2.will it work on xx12 screen


----------



## Fluid (Jun 20, 2005)

*Re: F*** Plasti's*

if you mean plasticol inks you will need an ind degradent to clean them. Mineral spirits will work but a true industry ink degradent is the best.
after you clean the ink and remove the stencil make sure you degrease the screen.


----------



## STURspoon (May 8, 2006)

*Re: F*** Plasti's*

well the reason im askin is becuase i want to keep this screen i fixin to make..... so after one time i use it i have to get rid of the >>> or i can leave the ink on there and just keep printing and printing


----------



## Fluid (Jun 20, 2005)

*Re: F*** Plasti's*

Plasticol ink needs to reach 310-320 degrees for a couple of seconds. Unless your shop is that hot you can keep the ink in the screen for quite some time. I would highly reccomend getting some press wipe and clearing out the image area when your not printing if the screen is to be left sitting for number of days. leaving the ink in the screens for long periods of tiem will cause the mesh to get a haze and can be a pain later down the road when burning new jobs.
But in short, YES you can just leave the ink in the screens as long as it is regular plasticol ink.


----------



## swannn32 (Sep 1, 2006)

Also, you can scrape off the blobs of ink and put back in the jar to use again, then clean out the remaining ink with mineral spirits or some sort of screen opener (comes in aerosol can). Either one of these product will take the ink off without harming the emulsion.

You can get screen opener from most screen printing supply companies.
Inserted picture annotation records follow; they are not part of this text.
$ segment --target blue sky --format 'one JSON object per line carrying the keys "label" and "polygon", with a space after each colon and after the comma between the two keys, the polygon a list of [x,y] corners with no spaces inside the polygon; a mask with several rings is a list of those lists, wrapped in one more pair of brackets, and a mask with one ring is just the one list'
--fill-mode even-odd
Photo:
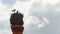
{"label": "blue sky", "polygon": [[24,14],[23,34],[60,34],[60,0],[0,0],[0,33],[12,34],[12,9]]}

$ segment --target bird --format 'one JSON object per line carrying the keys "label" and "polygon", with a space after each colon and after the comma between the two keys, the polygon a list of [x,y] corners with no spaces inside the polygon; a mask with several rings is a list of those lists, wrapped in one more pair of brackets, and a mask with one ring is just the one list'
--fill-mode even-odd
{"label": "bird", "polygon": [[16,11],[16,9],[13,9],[13,10],[12,10],[12,12],[15,12],[15,11]]}

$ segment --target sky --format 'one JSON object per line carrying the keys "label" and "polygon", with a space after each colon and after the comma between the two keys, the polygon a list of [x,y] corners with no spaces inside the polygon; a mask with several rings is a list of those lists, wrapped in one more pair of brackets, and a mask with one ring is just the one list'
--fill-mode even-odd
{"label": "sky", "polygon": [[60,0],[0,0],[0,34],[12,34],[13,9],[24,15],[23,34],[60,34]]}

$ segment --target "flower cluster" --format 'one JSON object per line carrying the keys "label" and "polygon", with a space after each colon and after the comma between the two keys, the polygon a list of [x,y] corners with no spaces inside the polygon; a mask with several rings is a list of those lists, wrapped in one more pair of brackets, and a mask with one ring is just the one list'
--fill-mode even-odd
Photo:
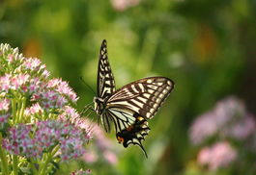
{"label": "flower cluster", "polygon": [[197,157],[202,165],[208,165],[209,169],[216,170],[225,167],[237,159],[237,151],[231,147],[229,142],[217,142],[211,147],[203,148]]}
{"label": "flower cluster", "polygon": [[91,169],[87,169],[87,170],[76,170],[71,173],[71,175],[86,175],[86,174],[91,174],[92,170]]}
{"label": "flower cluster", "polygon": [[83,155],[83,145],[88,142],[84,138],[84,133],[70,123],[47,120],[37,122],[35,127],[19,124],[10,128],[2,145],[12,154],[30,158],[42,158],[43,152],[60,145],[60,157],[67,161]]}
{"label": "flower cluster", "polygon": [[199,164],[216,170],[239,158],[239,149],[232,146],[233,140],[244,145],[256,137],[255,131],[255,117],[246,111],[243,103],[232,96],[197,117],[190,128],[189,137],[195,145],[207,140],[212,143],[217,141],[212,146],[203,147],[197,159]]}
{"label": "flower cluster", "polygon": [[250,137],[255,129],[255,119],[246,112],[244,105],[237,98],[229,97],[197,117],[189,136],[194,144],[200,144],[214,135],[242,140]]}
{"label": "flower cluster", "polygon": [[[44,153],[62,161],[81,157],[92,134],[71,107],[77,100],[69,84],[51,79],[39,59],[0,44],[0,141],[10,154],[37,160],[45,159]],[[47,167],[38,164],[43,171]]]}
{"label": "flower cluster", "polygon": [[8,118],[11,115],[10,100],[7,98],[0,99],[0,130],[2,130],[5,124],[8,122]]}
{"label": "flower cluster", "polygon": [[1,96],[26,96],[32,103],[39,103],[45,112],[77,101],[68,83],[50,79],[50,73],[40,60],[24,58],[8,44],[1,44],[0,52],[0,64],[5,70],[0,72]]}
{"label": "flower cluster", "polygon": [[111,0],[111,4],[116,11],[124,12],[130,7],[137,6],[140,0]]}

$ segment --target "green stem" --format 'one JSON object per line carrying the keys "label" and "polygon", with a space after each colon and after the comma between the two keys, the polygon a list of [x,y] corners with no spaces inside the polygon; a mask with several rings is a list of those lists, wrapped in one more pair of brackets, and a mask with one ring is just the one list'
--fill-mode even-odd
{"label": "green stem", "polygon": [[34,165],[34,161],[30,161],[29,162],[29,166],[30,166],[30,169],[31,169],[31,171],[32,171],[32,174],[38,174],[37,173],[37,168],[35,167],[35,165]]}
{"label": "green stem", "polygon": [[13,172],[14,175],[17,175],[17,156],[13,155]]}
{"label": "green stem", "polygon": [[[1,133],[0,133],[0,141],[2,142]],[[5,150],[2,149],[2,146],[0,146],[0,159],[1,159],[1,169],[3,175],[9,175],[7,157],[5,154]]]}
{"label": "green stem", "polygon": [[20,103],[21,103],[21,109],[19,110],[19,114],[18,114],[18,121],[17,122],[20,122],[22,120],[22,116],[24,114],[24,111],[25,111],[25,108],[26,108],[26,98],[25,97],[22,97],[21,100],[20,100]]}
{"label": "green stem", "polygon": [[41,164],[41,167],[40,167],[40,175],[44,175],[46,174],[46,170],[47,170],[47,164],[49,163],[49,162],[52,160],[52,158],[54,157],[54,155],[57,153],[57,151],[60,149],[60,146],[59,145],[56,145],[51,153],[48,153],[46,156],[45,156],[45,161]]}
Mineral spirits you can get from any hardware/home repair store for paint remover.

From my local supply co. catalog. . .

Screen Opener Aerosol 
Fast acting and easy to use product designed to open dried up areas on
screens, works well on all types of screenprinting inks and leaves no
film. 
16oz can $ 4.22 ea, 
or
$ 2.91 ea. in case of 12


----------



## sajwal (Aug 16, 2006)

The best procedure i use to clean the screens and reuse them is:

1. After the printing is done, Remove all access ink from the screen immediately after the printing is done with the help of ink removing spoon.

2. Wet a cloth with any mineral spirit ..(Cold Thinner) .... and simply wipe the screen with it to make clear

3. Check for any subsided ink on the printed area by watching through the light and remove it with the cloth.

4. Take a dry cloth to wipe the screen again

5. rinse the screen again with mineral spirt till you see the screen is clear now

6. Take a brown paper and rub the paper from both the sides of the screen gently to absorb the excess mineral spirit

7. Keep the screen in some dry place.

Note : when you reuse the screen. Rinse the screen with mineral spirit again before applying the ink...It helps to restore the quality of printing.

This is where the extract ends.